Some of the results were a surprise.
The team found both species grew taller and produced heavier seeds with warming, though the anemones also suffered higher mortality. They also found that warming effects did not significantly differ between forests and hedgerows. The herbs both performed better in forests than hedgerows. The scientists believe this may be due to increased canopy cover in forests keeping out competitors like nettles.
Where there were differences were in transplantation. The anemones did best when transplanted at their home site. Vanneste and colleagues interpret this as confirming that anemones were locally adapted. The avens, in contrast, did well when transplanted north, and this might be due to their lifecycle.

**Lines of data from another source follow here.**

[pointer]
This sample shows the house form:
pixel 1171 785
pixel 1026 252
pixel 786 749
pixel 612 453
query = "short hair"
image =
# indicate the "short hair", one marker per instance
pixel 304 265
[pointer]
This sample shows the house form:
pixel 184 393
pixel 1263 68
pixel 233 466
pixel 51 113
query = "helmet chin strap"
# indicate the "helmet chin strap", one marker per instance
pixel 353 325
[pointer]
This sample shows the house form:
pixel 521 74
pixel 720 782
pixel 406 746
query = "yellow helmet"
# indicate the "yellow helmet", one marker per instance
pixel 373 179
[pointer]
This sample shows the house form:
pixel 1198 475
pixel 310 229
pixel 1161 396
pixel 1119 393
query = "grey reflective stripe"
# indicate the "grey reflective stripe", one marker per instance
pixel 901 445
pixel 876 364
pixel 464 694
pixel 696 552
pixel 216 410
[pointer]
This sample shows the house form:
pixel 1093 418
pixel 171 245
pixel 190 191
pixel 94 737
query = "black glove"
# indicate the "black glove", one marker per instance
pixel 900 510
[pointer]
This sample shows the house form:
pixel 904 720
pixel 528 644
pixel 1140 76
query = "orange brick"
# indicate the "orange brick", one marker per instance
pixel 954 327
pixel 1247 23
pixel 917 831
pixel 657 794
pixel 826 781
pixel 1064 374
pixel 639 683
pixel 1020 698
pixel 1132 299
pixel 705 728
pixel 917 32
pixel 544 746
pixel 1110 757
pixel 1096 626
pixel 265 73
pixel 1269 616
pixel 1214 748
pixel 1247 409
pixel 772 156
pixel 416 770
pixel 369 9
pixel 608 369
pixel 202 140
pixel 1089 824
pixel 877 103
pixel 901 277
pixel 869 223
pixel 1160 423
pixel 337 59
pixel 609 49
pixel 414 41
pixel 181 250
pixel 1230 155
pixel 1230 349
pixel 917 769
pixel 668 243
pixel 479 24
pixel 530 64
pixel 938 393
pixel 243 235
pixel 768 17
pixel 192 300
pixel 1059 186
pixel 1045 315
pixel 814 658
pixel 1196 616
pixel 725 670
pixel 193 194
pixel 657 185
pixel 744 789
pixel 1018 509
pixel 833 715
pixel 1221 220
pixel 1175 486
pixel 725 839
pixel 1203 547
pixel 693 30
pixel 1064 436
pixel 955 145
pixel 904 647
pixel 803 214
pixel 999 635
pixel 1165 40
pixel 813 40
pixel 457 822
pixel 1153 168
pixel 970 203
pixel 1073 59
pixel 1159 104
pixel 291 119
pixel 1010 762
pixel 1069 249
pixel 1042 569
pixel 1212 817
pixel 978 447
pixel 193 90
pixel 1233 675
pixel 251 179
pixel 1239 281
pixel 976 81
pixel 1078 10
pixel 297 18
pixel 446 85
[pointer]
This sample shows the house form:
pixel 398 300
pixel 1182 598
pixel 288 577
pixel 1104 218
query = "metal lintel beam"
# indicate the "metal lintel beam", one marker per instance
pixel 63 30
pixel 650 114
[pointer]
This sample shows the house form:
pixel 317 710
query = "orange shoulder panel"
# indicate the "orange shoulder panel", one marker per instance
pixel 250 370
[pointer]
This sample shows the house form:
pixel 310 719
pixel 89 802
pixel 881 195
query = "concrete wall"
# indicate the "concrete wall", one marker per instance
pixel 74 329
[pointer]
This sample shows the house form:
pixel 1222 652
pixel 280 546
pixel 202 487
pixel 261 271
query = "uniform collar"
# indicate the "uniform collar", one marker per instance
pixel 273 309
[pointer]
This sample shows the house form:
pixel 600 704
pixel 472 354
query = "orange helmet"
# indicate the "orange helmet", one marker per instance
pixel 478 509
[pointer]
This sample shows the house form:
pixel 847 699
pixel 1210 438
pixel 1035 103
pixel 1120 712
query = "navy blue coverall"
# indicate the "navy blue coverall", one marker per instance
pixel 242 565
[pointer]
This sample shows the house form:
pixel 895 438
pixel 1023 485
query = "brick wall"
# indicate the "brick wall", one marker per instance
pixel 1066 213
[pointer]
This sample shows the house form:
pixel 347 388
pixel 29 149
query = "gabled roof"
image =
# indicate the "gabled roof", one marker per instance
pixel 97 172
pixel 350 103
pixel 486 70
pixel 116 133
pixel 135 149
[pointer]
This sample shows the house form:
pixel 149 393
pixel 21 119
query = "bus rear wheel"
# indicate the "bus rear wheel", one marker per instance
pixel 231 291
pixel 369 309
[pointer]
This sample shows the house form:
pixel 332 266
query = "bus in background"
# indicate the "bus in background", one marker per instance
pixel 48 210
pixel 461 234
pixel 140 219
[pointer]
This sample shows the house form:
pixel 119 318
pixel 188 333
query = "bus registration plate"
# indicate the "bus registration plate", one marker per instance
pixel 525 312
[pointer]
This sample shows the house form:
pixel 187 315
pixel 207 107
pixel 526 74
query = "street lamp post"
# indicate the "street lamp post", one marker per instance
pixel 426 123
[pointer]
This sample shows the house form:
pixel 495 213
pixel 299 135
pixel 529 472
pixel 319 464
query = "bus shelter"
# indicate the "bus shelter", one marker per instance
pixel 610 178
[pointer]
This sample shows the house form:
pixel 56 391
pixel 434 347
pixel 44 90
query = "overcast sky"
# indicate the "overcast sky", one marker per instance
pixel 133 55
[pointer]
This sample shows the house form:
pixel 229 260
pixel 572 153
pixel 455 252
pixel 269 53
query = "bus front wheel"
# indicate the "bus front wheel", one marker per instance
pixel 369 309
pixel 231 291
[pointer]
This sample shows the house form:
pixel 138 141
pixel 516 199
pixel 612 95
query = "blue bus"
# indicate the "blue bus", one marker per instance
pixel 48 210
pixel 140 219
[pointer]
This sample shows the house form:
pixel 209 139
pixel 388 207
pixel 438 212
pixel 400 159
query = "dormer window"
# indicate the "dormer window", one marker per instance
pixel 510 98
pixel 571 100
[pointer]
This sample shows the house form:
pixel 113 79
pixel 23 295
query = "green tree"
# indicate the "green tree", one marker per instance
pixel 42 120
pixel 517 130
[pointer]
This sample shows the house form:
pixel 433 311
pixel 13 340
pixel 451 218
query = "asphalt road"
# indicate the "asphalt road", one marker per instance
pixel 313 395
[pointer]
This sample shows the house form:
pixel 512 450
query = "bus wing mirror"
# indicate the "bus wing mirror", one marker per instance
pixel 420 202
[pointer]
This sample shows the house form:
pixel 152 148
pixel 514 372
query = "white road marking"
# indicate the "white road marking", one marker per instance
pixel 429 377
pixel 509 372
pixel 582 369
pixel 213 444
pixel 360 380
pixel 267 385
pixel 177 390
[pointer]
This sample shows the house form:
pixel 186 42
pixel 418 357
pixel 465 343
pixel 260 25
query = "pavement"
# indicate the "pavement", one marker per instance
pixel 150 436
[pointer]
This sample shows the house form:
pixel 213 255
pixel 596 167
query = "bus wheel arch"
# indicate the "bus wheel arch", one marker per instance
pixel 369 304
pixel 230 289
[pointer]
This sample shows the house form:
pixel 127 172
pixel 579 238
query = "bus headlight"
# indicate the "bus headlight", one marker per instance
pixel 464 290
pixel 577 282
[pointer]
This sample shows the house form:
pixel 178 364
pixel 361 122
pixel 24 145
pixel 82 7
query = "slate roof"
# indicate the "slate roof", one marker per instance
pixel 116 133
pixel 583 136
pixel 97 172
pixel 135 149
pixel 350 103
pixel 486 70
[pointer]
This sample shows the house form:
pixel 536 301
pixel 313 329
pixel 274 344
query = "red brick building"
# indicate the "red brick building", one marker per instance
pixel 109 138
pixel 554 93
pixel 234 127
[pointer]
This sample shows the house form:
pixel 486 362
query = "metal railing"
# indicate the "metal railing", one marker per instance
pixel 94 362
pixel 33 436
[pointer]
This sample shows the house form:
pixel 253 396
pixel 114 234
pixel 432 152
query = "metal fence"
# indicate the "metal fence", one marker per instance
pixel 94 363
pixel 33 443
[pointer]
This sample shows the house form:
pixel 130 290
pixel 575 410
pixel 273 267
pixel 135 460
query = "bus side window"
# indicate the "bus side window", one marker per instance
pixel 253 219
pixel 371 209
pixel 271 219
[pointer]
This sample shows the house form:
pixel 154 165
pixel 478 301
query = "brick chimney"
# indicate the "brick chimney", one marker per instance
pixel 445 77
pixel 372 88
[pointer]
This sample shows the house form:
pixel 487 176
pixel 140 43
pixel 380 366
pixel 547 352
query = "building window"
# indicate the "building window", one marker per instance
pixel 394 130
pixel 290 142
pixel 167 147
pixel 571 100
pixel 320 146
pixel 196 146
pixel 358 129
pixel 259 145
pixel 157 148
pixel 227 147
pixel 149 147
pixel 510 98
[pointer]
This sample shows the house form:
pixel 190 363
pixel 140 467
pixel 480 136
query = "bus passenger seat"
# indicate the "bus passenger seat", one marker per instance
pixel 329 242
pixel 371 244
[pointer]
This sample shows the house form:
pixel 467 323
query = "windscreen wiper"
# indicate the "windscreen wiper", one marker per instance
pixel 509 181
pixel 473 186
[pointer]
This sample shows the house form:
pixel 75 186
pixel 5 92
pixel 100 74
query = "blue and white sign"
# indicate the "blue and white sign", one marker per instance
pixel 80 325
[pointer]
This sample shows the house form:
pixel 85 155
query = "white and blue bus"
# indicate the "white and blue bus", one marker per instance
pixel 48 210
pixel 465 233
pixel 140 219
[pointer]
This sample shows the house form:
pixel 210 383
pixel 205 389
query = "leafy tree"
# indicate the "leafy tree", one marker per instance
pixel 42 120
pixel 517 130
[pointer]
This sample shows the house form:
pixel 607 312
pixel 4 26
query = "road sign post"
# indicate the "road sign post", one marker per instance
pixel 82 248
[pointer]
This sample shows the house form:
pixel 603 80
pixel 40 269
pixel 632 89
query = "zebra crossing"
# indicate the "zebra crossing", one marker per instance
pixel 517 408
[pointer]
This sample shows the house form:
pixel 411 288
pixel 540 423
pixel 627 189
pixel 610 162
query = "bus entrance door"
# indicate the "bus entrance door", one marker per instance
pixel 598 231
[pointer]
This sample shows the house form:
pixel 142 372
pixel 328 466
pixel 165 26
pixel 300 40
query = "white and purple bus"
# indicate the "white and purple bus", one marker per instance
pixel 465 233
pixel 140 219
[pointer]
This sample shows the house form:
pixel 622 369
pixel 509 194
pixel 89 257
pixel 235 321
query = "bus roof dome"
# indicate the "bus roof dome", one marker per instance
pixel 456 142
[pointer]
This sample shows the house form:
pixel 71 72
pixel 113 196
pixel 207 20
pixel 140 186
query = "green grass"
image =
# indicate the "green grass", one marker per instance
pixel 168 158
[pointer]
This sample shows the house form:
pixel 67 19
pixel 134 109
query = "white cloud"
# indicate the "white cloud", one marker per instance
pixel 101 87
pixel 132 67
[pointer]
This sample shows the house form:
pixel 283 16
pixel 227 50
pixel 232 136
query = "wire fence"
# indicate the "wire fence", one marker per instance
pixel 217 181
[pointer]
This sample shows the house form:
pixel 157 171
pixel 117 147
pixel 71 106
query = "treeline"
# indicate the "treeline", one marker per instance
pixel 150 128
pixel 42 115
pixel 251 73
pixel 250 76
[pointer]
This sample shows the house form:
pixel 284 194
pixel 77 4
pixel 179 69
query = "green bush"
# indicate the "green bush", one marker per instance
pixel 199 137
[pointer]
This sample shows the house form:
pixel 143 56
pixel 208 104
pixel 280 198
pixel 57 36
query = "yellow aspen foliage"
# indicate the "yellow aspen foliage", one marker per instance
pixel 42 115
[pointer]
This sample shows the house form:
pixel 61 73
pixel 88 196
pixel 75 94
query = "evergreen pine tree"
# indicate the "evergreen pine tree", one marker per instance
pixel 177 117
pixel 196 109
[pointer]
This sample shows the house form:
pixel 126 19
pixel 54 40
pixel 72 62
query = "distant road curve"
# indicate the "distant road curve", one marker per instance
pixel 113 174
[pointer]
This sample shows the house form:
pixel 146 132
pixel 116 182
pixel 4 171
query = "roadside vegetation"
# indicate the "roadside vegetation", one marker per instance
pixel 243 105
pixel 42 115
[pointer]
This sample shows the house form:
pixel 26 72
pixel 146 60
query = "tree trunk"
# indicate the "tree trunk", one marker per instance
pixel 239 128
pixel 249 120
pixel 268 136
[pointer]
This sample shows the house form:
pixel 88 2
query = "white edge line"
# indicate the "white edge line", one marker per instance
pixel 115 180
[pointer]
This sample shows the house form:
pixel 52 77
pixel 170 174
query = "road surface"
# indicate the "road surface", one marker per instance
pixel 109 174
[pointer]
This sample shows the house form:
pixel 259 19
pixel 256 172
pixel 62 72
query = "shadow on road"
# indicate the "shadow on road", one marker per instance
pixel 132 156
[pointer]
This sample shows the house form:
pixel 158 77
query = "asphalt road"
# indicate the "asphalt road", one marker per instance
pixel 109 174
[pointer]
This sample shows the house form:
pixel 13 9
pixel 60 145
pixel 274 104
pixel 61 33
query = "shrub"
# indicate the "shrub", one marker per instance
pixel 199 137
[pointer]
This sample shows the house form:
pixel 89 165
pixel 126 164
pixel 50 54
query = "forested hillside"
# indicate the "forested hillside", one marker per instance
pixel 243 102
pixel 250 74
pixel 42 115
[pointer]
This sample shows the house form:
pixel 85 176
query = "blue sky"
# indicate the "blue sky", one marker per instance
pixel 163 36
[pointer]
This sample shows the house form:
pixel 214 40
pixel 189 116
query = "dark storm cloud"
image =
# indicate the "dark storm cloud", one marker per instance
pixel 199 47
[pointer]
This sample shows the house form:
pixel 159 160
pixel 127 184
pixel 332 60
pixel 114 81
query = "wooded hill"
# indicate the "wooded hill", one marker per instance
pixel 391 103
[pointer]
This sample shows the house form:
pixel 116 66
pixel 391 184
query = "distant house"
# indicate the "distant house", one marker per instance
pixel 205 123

Avens grow in the spring, before the forest canopy fills out, to take advantage of the light. But there was a difference between the Swedish and Belgian forests in the experiment. “In our experiment, the total canopy cover was c. 18 % lower in Swedish than in Belgian common gardens (more specifically, 60% lower in the Swedish vs. Belgian hedgerows but c. 27% higher in in the Swedish vs. Belgian forests). Additionally, light availability is expected to be greater in the northern common gardens owing to an increase in photoperiod during the growing season towards the north…,” write Vanneste and colleagues. After the spring equinox, the further north you go, the earlier the sunrise and the later the sunset. The botanists argue that the performance of G. urbanum shows it is light-limited. The northern avens have more light.
They also found that there was a difference between the plants in the forest and the hedgerows. The forest plants were taller and produced more seeds. Again, the team argues that this could be due to lesser competition on the forest floor than in hedgerows. But they also note another possible explanation.
The year they did the experiment, 2018, coincided with a drought in northwest Europe. “The adverse impact of this extreme drought event could have been larger on plants in hedgerows than in forest interiors because the linear structure of the former makes them more prone to the effects of high solar radiation and desiccation by wind…,” write Vanneste and colleagues.
There are limitations to the study. The team state this is an early study manipulating just two species. If competition in hedgerows is a problem, it is critical to understand how those competitors will be affected by warming. If warming makes nettles and brambles more formidable opponents for resources, then hedgerows might offer less hope for forest herbs.
But if these plants can travel along hedgerows, then they could be lifelines. Vanneste and colleagues conclude: “…management strategies aimed at restoring and maintaining networks of hedgerows and remnant forest patches in agricultural landscapes are of paramount importance, given that these complexes may literally serve as a “hedge” against biodiversity loss under global environmental change by alleviating the isolation of natural habitats within and beyond species’ current distribution ranges.”